394 This submission is at such a level of generality so as to be of little assistance. As explained below, in respect to some of the calls, the Consumers made it abundantly clear that they sought to cancel the policy and/or did not have the financial means to pay the premiums. In respect to some, for example, Mr Mirrawana, his representative made it plain that he did not know what he had entered into. From a consideration of the content (and by reference to the audio) of at least some of the calls, that the Consumer did not want the insurance policy and their inability to comply with a requirement to cancel the policy in writing, would have been, or ought to have been, readily apparent to the Retention Agents.

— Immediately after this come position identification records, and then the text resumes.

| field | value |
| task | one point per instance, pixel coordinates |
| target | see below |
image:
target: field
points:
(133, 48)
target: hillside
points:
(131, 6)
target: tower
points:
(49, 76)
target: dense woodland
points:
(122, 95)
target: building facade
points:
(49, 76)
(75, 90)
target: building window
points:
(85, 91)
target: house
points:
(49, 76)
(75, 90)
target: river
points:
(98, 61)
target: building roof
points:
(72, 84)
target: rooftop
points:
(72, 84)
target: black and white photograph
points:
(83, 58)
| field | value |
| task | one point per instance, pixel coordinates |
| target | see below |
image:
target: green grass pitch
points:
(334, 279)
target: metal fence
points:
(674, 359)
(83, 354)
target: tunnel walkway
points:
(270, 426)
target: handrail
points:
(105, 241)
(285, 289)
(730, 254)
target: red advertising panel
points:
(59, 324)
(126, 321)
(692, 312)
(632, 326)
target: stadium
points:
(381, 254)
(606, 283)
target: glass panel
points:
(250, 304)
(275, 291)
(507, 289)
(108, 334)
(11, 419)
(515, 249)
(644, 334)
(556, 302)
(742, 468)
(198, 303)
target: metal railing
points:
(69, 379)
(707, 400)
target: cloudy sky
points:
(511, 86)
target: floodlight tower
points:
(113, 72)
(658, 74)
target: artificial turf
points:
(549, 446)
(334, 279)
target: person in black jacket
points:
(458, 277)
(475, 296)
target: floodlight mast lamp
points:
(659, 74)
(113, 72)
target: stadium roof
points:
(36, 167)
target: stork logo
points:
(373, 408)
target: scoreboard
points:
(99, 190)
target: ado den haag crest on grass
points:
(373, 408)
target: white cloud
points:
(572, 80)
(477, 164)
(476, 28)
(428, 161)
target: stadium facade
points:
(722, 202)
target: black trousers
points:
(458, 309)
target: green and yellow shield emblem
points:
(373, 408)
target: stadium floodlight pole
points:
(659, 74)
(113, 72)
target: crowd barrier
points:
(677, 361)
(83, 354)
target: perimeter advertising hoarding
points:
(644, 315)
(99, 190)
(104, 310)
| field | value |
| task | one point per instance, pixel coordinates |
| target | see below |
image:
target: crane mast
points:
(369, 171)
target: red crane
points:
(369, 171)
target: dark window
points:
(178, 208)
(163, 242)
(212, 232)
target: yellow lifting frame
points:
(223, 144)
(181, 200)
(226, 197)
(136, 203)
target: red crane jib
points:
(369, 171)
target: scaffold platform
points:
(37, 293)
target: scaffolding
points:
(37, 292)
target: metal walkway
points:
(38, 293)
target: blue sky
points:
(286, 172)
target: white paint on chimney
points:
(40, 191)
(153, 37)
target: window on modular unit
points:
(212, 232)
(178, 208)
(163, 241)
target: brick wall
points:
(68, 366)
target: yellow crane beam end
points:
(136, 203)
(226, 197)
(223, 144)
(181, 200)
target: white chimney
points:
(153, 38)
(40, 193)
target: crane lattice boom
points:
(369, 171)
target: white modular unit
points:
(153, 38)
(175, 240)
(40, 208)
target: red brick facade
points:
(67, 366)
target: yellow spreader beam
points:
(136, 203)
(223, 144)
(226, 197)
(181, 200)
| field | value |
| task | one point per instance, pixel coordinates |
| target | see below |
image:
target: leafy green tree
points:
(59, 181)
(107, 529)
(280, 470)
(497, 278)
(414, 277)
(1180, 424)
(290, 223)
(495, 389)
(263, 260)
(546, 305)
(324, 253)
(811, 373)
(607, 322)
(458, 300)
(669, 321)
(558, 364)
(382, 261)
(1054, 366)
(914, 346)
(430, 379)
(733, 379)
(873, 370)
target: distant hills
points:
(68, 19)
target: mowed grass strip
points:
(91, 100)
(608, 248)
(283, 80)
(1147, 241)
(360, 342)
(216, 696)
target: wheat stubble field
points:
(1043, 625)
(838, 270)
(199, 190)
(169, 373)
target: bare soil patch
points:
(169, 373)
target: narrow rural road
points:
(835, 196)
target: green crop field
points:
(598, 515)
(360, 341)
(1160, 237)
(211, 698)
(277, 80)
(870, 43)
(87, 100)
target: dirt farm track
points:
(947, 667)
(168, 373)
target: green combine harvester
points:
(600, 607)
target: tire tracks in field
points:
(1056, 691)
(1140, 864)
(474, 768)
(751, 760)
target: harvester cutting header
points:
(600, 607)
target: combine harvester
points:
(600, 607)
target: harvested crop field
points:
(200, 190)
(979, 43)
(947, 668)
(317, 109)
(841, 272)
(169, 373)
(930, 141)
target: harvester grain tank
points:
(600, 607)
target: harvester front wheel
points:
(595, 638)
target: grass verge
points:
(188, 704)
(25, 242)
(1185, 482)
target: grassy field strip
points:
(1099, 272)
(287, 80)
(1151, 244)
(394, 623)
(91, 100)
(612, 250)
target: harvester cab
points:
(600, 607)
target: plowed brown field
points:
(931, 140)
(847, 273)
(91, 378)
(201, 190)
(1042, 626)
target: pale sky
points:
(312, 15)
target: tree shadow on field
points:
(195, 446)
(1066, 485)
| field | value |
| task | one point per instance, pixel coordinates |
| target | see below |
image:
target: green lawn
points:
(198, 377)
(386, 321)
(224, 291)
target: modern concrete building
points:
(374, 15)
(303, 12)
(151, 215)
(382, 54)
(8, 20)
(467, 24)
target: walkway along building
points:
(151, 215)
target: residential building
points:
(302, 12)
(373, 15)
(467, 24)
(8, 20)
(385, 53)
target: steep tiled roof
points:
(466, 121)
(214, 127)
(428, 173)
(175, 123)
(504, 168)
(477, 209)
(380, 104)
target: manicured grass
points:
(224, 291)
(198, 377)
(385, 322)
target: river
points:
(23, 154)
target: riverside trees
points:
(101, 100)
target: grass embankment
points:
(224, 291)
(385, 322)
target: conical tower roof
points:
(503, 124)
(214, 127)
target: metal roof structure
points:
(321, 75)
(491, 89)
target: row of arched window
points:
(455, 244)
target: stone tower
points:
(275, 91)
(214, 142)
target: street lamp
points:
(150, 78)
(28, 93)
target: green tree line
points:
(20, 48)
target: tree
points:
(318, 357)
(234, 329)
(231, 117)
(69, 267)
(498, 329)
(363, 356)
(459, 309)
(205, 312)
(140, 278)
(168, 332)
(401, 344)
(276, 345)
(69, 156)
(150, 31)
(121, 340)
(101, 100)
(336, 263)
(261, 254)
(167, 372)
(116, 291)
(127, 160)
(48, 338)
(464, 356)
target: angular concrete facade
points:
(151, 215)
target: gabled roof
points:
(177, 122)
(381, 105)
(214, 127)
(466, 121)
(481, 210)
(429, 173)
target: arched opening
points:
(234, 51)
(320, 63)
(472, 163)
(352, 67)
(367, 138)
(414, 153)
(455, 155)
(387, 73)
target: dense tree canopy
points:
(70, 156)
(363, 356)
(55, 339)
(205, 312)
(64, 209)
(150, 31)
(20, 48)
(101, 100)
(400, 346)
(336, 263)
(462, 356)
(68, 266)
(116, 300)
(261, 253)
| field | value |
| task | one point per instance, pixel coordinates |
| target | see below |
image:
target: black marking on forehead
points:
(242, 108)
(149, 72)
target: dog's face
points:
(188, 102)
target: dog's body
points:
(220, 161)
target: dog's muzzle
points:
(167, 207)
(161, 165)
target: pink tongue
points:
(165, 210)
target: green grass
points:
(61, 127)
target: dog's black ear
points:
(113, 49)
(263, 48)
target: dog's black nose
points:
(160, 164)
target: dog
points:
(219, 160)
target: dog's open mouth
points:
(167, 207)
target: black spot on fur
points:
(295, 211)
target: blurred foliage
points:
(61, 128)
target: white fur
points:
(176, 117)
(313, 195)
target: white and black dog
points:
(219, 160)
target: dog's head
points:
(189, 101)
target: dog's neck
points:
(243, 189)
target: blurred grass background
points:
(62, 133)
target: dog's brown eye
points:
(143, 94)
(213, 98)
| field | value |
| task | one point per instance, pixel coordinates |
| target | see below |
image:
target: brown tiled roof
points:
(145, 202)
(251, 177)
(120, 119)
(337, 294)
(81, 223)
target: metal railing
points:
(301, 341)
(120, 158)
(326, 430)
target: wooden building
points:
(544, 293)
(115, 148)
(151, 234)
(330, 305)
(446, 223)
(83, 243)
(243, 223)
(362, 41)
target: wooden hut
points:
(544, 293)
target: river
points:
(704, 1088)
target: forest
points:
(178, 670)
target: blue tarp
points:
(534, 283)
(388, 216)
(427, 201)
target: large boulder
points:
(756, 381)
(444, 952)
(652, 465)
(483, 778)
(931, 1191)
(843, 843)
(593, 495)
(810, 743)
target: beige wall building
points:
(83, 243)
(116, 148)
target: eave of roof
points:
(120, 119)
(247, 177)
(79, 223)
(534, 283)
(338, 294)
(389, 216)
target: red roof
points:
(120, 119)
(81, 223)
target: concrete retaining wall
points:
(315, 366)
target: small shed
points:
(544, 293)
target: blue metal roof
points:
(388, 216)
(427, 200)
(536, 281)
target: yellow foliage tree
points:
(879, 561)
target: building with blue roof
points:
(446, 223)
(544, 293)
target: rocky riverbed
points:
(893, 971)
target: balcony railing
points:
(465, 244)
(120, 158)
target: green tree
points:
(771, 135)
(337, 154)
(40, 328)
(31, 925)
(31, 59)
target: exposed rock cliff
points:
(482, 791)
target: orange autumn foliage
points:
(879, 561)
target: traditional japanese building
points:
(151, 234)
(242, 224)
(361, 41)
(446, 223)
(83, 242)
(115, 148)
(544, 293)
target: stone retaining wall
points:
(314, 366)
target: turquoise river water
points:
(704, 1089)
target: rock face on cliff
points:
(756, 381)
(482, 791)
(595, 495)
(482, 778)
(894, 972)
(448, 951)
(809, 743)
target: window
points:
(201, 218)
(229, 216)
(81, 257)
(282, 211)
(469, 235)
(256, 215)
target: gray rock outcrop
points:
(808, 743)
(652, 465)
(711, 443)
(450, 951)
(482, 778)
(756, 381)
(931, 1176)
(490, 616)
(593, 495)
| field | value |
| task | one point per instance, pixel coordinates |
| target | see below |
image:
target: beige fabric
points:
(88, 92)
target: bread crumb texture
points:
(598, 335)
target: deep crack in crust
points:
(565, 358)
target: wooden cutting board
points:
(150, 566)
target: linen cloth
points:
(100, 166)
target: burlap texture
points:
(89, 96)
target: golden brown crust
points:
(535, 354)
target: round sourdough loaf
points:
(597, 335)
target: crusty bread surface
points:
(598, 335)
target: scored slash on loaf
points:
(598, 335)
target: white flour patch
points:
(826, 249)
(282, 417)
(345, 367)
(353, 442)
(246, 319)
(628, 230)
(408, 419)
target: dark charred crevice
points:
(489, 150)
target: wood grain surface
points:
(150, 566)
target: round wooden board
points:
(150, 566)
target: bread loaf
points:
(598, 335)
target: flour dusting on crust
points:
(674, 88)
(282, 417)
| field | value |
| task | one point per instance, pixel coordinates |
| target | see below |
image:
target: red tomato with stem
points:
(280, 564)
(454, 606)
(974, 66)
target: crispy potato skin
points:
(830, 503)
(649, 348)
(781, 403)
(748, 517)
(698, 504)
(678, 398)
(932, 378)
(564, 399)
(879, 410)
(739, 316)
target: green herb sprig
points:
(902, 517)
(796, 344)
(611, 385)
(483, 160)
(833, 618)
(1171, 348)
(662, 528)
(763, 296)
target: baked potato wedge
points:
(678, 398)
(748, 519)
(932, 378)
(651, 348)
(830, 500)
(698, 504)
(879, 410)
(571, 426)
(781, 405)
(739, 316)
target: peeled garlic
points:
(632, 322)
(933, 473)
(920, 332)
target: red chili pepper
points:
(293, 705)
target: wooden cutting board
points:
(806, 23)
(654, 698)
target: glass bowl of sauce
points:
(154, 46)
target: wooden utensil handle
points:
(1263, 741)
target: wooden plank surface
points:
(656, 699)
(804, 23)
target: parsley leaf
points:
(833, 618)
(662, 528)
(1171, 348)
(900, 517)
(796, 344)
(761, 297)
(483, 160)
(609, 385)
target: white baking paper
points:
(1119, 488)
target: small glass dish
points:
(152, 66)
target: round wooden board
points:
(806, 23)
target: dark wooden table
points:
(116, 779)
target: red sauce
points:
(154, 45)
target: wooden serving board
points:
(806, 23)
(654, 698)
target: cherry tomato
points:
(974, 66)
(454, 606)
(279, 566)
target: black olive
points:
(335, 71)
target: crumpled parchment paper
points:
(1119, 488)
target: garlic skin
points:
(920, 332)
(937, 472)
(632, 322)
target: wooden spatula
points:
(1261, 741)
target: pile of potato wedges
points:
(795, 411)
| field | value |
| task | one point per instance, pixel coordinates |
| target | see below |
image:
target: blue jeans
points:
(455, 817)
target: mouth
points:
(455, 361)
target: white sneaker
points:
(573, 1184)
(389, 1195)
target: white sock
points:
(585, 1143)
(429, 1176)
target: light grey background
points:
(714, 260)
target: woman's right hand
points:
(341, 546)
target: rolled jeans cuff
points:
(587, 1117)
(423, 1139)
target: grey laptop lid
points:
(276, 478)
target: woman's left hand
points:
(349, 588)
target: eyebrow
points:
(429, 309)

In some calls, it was not reasonable for the Retention Agents to assume that a Consumer would wish to maintain coverage for a policy, and if that was so at the outset of a call, they ought to have been quickly dissuaded from that assumption. In many instances, there were a large number of calls by Retention Agents to a Consumer, and although it might not have been by the same Agent, they were all on behalf of the Corporate Defendants, and their actions are attributed to them.
395 The same can be said of the Corporate Defendants' submission that:
There is nothing anti-consumer about Retention Agents offering or attempting to persuade a Consumer to continue a policy with a lowered premium and benefit rather than cancel it, particularly if the reason the Consumer gave for wanting to cancel the policy was that they couldn't afford the current premiums. It certainly does not constitute undue harassment to make such an offer in a polite and professional way, even on repeated occasions…
396 Such conduct must be considered in the context in which it occurred, and not in a vacuum.
397 Moreover, the performance of Retention Agents was measured at the time against key performance indicators, which included their ability to collect premium payments and achieve a retention rate of over 50 percent. Any submission that what was done was necessarily motivated by the best interests of the Consumers is to be considered in that context.
398 Again, attention must be focussed on the individual calls.